Film
Will Bell Lightbox kill indie cinemas in Toronto?
As the city gears up for the 35th annual Toronto International Film Festival and the grand opening of the Bell Lightbox this September, much attention has been focused on the changing face of local film exhibition.
With its impressive facilities and a mandate to screen first-run films, retrospectives and specialty programming, the Bell Lightbox has been positioned by the Festival Group as a much-needed locus for film culture within the city, as well as an opportunity to bridge the gap between commercial multiplexes and artist-run centres.
Still, there has been some cynicism as to whether the new facilities will ultimately shift attention away from some of the more venerable independent theatres in the city by offering up a state-of-the-art venue to house smaller festivals and screen non-blockbuster fare. While this obviously has yet to be seen, a look back at the history of film exhibition in Toronto reveals that the city has always had an ever-evolving and rather complicated relationship with the medium.
While Toronto had its first taste of "moving pictures" at the Industrial Exhibition of 1896 with the debut of Thomas Edison's Vitascope, the first permanent movie house built in the city was The Theatorium (later the Red Mill) at 183 Yonge Street. Opening in 1906 with a screening of Edison's own "The Train Wreckers" (1905), the theatre was a meager one hundred feet by seventeen feet, and cycled twenty-minute programs comprised of short melodramas, comedies, and travelogues.
A lecturer stood at the front of the theatre and entertained audiences with playful anecdotes that were designed to distract viewers as projectionists prepared the next reel. Spectators sat and stood in the gallery, and were encouraged to move up as each patron exited the theatre in order to ensure that there was an efficient turnaround.

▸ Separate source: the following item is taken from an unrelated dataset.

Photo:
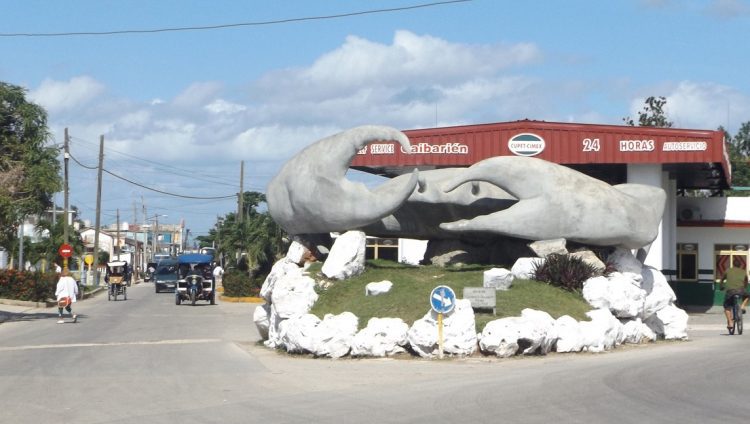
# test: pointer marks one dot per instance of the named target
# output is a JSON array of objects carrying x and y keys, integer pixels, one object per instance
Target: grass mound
[{"x": 409, "y": 297}]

The venue was popular enough to set off a wave of new theatres in the city, with other notable locations including the Auditorium (later the Mary Pickford Theatre) at the northwest corner of Spadina and Queen (now a McDonald's), the Comique Theatre at Yonge and Dundas, the Revue Cinema (1912) at 400 Roncesvalles, and the Fox Theatre (1914) at Queen Street East and Beech Avenue, the Eglinton Grand (1936) on Yonge and the Kingsway Theatre (1939) at Royal York and Bloor.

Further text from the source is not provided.